Since August, Wong has been serving a six-month sentence for charges related to unlawful assembly, and was found guilty earlier this month — on his 21st birthday — of additional charges in relation to the protests, which called for elections free from interference by the Chinese government in Beijing. Another imprisoned activist, Nathan Law — who for a time was Hong Kong’s youngest-ever lawmaker — was also released on bail.
The two will next appear in court at an appeal hearing on Nov. 7. Chief Justice Ma said he was “not prepared” to call the possibility of an appeal “entirely hopeless.
Speaking outside the court, Wong said: “I would like to [take] this chance to thank all of the Hong Kong people and people around the world [who] support the democracy movement in Hong Kong. Maybe Nathan and I will need to go to jail again, but while the government can lock up our bodies, but they can’t lock up our minds.”
Since 1997, Hong Kong, a former British territory, has been a semi-autonomous Special Administrative Region of China and promised significant autonomy under a principle known as “one country, two systems.”
What first landed Wong in prison
On the evening of Sept. 26, 2014, Wong, Law and fellow activist Alex Chow, along with several others, stormed a forecourt of the Hong Kong government’s headquarters.
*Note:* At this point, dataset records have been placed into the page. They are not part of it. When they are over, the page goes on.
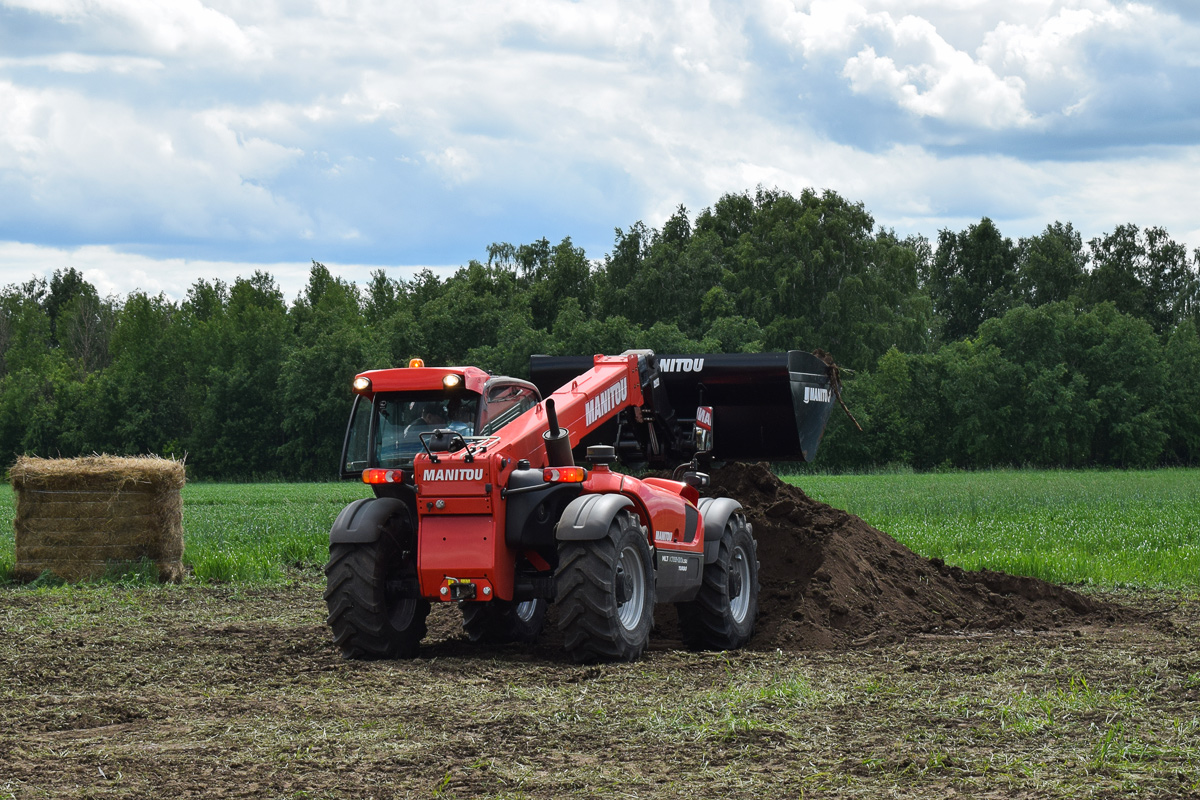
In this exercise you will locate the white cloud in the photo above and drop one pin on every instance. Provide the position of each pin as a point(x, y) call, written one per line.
point(180, 26)
point(102, 164)
point(84, 64)
point(377, 127)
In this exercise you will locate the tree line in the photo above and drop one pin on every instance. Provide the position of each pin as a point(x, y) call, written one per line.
point(972, 350)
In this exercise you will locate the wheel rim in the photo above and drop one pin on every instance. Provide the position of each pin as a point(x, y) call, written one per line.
point(739, 577)
point(629, 567)
point(525, 611)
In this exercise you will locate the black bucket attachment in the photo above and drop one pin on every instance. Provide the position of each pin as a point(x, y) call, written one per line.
point(766, 405)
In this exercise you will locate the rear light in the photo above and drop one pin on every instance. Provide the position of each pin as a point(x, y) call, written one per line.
point(564, 474)
point(383, 476)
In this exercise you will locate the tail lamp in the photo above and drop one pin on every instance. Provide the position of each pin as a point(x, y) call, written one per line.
point(564, 474)
point(383, 476)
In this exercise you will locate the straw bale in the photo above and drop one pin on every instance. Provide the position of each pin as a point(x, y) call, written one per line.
point(85, 517)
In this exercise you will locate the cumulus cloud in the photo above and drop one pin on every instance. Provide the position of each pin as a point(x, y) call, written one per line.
point(421, 132)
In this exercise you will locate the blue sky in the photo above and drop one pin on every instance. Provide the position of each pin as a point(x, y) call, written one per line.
point(150, 144)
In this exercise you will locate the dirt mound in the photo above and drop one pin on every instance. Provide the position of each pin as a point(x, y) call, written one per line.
point(829, 579)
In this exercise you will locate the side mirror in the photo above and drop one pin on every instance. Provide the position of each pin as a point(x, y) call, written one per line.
point(702, 429)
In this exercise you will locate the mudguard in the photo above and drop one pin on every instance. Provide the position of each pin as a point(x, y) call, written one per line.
point(363, 519)
point(717, 512)
point(588, 517)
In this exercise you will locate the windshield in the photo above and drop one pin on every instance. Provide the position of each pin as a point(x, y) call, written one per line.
point(400, 420)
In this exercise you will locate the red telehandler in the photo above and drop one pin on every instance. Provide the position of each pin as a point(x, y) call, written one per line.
point(479, 501)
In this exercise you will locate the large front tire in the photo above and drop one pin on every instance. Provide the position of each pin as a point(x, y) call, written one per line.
point(367, 614)
point(724, 612)
point(501, 621)
point(605, 593)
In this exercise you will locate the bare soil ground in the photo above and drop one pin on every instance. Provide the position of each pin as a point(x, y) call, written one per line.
point(874, 673)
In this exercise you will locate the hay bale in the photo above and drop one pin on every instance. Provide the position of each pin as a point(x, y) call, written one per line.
point(88, 517)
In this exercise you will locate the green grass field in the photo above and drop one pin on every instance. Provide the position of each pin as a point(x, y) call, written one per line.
point(1104, 528)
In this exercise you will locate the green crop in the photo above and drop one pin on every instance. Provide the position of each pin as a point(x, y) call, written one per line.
point(1103, 528)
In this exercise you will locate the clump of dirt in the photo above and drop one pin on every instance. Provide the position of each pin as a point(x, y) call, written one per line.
point(831, 579)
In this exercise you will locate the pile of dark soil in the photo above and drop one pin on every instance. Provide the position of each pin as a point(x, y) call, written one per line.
point(829, 579)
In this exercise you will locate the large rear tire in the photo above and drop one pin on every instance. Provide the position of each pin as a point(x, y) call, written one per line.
point(502, 621)
point(605, 593)
point(367, 614)
point(724, 612)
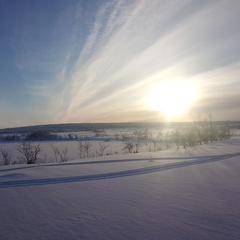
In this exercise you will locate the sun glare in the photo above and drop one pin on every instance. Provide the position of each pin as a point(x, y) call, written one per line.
point(172, 98)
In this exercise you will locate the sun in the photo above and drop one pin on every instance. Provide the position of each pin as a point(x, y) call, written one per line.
point(172, 98)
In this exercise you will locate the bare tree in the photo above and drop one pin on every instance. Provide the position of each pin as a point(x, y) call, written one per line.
point(86, 147)
point(63, 154)
point(102, 148)
point(80, 152)
point(7, 156)
point(29, 152)
point(128, 144)
point(56, 151)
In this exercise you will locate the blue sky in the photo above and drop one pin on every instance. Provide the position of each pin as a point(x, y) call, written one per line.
point(98, 61)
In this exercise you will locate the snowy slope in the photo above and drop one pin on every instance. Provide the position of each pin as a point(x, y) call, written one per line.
point(179, 194)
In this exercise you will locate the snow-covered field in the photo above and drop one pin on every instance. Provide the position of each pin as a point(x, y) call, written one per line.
point(174, 195)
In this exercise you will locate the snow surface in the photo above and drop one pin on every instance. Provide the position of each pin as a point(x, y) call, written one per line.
point(178, 194)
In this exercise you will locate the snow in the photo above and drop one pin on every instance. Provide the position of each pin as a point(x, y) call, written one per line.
point(174, 194)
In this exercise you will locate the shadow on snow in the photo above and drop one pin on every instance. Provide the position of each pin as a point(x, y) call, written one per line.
point(126, 173)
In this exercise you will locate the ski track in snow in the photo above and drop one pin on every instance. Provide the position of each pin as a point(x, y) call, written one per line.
point(126, 173)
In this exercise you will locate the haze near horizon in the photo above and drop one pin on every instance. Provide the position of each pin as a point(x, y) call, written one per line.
point(118, 61)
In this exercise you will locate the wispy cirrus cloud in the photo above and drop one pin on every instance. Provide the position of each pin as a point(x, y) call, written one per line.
point(130, 45)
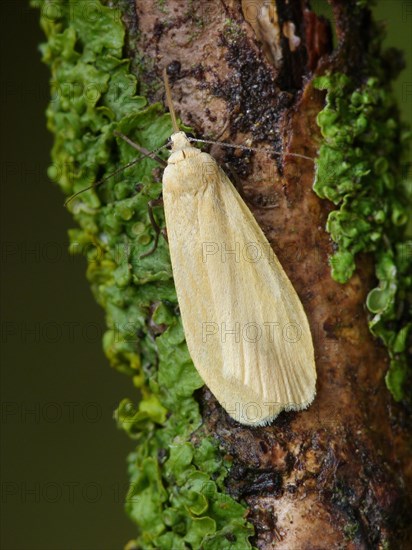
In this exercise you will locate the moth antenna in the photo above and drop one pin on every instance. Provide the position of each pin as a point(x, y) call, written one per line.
point(169, 101)
point(128, 165)
point(246, 148)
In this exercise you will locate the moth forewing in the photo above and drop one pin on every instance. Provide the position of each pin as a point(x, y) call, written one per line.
point(245, 326)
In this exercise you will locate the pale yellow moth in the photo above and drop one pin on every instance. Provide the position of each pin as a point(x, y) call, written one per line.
point(245, 327)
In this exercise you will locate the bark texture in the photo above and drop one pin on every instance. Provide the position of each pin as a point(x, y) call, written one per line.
point(336, 475)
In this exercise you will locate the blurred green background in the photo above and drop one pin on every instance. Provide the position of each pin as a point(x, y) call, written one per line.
point(62, 459)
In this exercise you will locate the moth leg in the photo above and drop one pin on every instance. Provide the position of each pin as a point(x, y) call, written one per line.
point(158, 230)
point(142, 150)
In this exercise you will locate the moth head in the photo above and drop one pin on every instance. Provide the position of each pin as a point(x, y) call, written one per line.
point(179, 141)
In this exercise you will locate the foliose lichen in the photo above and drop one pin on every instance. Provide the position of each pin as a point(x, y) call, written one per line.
point(177, 496)
point(362, 168)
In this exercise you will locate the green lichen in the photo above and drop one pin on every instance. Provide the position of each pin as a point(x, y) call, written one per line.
point(360, 168)
point(177, 496)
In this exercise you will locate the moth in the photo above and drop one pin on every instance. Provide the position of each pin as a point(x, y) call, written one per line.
point(245, 326)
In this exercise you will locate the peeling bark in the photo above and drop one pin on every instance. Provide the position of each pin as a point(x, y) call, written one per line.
point(336, 475)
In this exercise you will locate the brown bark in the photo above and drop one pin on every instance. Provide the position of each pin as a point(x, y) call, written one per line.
point(311, 477)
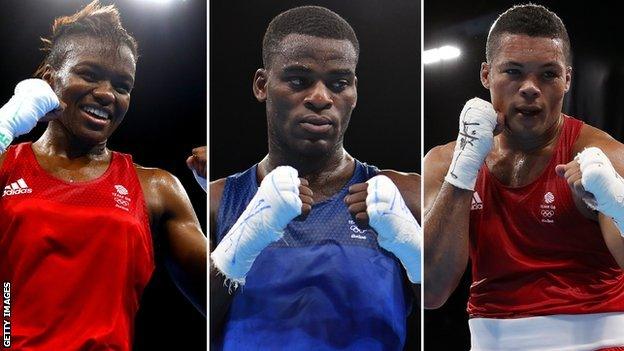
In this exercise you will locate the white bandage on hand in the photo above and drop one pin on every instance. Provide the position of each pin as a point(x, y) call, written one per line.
point(600, 178)
point(32, 100)
point(477, 122)
point(397, 229)
point(275, 204)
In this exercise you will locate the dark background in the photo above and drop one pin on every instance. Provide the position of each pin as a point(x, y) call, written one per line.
point(595, 97)
point(385, 126)
point(167, 118)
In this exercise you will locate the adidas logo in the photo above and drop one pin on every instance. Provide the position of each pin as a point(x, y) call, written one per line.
point(16, 188)
point(476, 203)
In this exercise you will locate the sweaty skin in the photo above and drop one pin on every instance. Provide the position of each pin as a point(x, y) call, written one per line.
point(73, 148)
point(310, 90)
point(527, 80)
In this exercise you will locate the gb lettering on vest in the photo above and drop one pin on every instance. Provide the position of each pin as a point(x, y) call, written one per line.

Thousands upon thousands of people took to the streets in the following days, which resulted in the 79-day Umbrella Revolution protests.
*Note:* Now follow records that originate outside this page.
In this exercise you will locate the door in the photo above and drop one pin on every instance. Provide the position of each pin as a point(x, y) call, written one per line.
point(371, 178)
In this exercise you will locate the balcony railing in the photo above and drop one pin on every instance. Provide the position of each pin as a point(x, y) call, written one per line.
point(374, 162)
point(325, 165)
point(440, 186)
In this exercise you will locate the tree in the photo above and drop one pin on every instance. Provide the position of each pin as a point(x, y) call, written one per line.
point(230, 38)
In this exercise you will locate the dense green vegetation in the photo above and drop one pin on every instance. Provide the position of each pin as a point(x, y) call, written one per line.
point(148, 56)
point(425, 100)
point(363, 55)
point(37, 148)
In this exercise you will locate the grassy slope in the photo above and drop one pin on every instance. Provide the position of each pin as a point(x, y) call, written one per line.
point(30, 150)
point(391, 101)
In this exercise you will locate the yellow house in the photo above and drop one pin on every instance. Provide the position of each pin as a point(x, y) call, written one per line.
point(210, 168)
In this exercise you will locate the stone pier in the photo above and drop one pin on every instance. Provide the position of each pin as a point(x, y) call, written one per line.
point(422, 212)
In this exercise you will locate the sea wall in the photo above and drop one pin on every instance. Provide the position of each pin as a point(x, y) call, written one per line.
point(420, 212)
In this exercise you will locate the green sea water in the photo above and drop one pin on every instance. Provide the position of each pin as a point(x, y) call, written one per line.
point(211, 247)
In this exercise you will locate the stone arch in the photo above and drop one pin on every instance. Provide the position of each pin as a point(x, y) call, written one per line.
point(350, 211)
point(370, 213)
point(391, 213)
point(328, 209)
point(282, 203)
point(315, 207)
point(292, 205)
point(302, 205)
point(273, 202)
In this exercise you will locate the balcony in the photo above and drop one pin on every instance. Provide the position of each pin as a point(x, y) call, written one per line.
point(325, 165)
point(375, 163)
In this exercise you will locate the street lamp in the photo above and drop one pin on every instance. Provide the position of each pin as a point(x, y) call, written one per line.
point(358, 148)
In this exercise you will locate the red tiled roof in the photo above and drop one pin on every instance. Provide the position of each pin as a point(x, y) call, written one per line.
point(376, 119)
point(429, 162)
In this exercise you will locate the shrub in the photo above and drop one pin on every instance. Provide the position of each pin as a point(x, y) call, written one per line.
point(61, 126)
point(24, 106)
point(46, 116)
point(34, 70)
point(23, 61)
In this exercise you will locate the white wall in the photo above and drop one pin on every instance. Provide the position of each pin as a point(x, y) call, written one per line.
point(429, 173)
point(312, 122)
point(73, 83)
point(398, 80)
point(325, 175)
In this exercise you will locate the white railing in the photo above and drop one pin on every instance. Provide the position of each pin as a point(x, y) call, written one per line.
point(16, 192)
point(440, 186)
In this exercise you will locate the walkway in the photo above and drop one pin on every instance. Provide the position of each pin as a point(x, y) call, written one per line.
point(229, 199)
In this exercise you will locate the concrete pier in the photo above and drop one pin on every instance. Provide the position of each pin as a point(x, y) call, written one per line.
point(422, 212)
They were convicted of charges relating to the protests in 2016, and served non-custodial sentences. But a sentencing review, triggered by the government’s Department of Justice, led to an appeals court ruling in August that sent the trio to prison.
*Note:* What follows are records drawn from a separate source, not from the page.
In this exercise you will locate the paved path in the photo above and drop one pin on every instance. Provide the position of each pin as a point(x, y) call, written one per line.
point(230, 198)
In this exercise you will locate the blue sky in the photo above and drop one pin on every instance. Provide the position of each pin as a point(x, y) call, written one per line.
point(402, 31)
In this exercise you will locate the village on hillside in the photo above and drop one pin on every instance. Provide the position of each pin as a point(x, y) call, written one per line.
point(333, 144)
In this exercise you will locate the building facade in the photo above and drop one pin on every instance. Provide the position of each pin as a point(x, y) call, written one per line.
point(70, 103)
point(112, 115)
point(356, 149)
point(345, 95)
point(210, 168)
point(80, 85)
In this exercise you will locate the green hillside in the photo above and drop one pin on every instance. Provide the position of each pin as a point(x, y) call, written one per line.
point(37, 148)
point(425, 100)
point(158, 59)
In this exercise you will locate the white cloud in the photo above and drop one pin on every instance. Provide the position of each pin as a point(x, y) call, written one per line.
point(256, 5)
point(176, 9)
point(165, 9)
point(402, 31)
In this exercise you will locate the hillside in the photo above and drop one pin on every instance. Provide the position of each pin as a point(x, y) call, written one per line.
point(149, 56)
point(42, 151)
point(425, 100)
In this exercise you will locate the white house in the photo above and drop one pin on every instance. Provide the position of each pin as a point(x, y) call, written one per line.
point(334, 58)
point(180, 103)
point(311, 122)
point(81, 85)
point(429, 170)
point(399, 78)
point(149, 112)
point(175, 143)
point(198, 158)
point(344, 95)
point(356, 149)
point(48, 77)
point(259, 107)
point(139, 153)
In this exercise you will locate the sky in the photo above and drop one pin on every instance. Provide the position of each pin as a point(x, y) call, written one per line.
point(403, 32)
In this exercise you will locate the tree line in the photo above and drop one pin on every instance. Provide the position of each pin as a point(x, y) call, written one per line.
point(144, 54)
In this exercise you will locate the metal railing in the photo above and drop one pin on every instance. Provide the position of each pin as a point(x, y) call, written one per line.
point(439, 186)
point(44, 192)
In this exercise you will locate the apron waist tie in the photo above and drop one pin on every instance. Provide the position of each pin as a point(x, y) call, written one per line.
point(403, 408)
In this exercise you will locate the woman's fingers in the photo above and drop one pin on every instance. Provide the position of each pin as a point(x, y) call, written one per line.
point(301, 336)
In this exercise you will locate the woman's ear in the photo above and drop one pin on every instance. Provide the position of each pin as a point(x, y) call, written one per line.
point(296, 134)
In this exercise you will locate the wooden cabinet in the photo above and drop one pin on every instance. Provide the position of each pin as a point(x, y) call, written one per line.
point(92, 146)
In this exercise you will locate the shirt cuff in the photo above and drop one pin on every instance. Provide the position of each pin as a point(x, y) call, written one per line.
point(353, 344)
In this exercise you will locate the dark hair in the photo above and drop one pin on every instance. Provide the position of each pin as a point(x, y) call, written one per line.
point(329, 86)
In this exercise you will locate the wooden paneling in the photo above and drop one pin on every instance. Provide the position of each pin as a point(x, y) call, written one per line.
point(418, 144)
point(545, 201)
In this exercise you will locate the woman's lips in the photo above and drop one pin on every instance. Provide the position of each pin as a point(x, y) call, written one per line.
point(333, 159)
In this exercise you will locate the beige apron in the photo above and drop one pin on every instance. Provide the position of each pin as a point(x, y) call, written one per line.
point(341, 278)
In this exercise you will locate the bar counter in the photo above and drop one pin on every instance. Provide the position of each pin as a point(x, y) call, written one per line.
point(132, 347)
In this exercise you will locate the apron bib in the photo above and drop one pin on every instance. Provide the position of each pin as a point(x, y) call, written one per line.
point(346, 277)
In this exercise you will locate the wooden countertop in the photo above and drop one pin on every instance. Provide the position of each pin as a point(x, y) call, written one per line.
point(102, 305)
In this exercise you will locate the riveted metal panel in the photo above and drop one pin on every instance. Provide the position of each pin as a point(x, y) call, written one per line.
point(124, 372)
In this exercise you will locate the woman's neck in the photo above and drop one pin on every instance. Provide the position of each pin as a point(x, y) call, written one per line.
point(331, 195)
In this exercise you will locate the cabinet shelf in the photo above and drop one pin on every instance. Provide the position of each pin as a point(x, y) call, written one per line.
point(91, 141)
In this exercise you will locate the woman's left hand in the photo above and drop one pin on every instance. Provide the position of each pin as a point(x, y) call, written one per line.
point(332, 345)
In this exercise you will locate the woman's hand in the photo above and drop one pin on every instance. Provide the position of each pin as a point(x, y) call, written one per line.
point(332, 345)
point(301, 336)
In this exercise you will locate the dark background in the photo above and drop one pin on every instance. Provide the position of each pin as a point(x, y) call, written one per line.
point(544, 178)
Wong’s second conviction, the sentence of which remains yet to be handed down, relates to the November 2014 clearance of a major protest site in the Kowloon peninsula. He is among a group of 20 accused of obstructing bailiffs trying to dismantle barricades following a court injunction against them.
What has happened since then
Wong, Law and Chow are far from the territory’s only dissidents before the courts. By one count, over 200 activists, scholars and politicians are facing trial or already imprisoned over charges stemming from their involvement either in the Umbrella Revolution, or in other similar protests.
Earlier this month, just days before Wong received his second conviction, British human rights activist Benedict Rogers, a vocal supporter of his and an advocate for political freedoms in Hong Kong and elsewhere in Asia, was denied entry to the territory without explanation.
Meanwhile, China’s top legislature is expected shortly to extend a mainland Chinese law banning acts that desecrate the national anthem to Hong Kong, where sports fans routinely boo the Chinese national anthem. Democracy advocates are concerned the move could be used as a tool for political repression.
Why Joshua Wong’s case matters
Under the common law framework that Hong Kong inherits from Britain, the judiciary is meant to operate independent of the executive branch. As such, people with pro-democracy leanings had been pining their hopes on the judicial arm as a line of defense against what they see as Beijing’s increasing circumvention of Hong Kong’s autonomy.
China, though, has a different idea about how the Hong Kong government should work. In 2008, then Vice-President Xi Jinping called for the “mutual understanding and support” of the three branches of government — including the judiciary.
Increasingly in recent years, a series of court rulings unfavorable to protestors and democracy activists have engendered a sense that the courts might be bowing to political pressure. Tuesday’s ruling will offer some relief to those whose confidence in judicial independence has been shaken.
The judgement also carries particular weight and symbolism. It not only sets a precedent for lower courts, but also serves as an indicator of how Ma, as the head of Hong Kong’s judiciary, personally approaches cases where politics and Hong Kong-China relations are part of the conversation.
What people are saying
“Appreciating that the perception of justice relates both to what is done and what is seen to be done, the public would likely be relieved by such release pending appeal,” said Michael Davis , a visiting professor of law at Hong Kong University, in an email to TIME before bail was announced. “While the bail decision may not tell us much about such continuing independence, people will certainly be watching going forward to judge whether the CFA vigorously adheres to the traditions and spirit of the common law and does not appear to buckle to political pressure.”
Regardless of Wong’s bail application, the litany of new charges against activists on the pro-democratic side of Hong Kong’s political divide has struck some as a crackdown on opposition.
“I find the spate of litigation deeply troubling,” Alvin Cheung, a researcher with the U.S.-Asia Law Institute at New York University, told TIME earlier this month, claiming the Department of Justice was “exercising its prosecutorial discretion to serve partisan political ends.”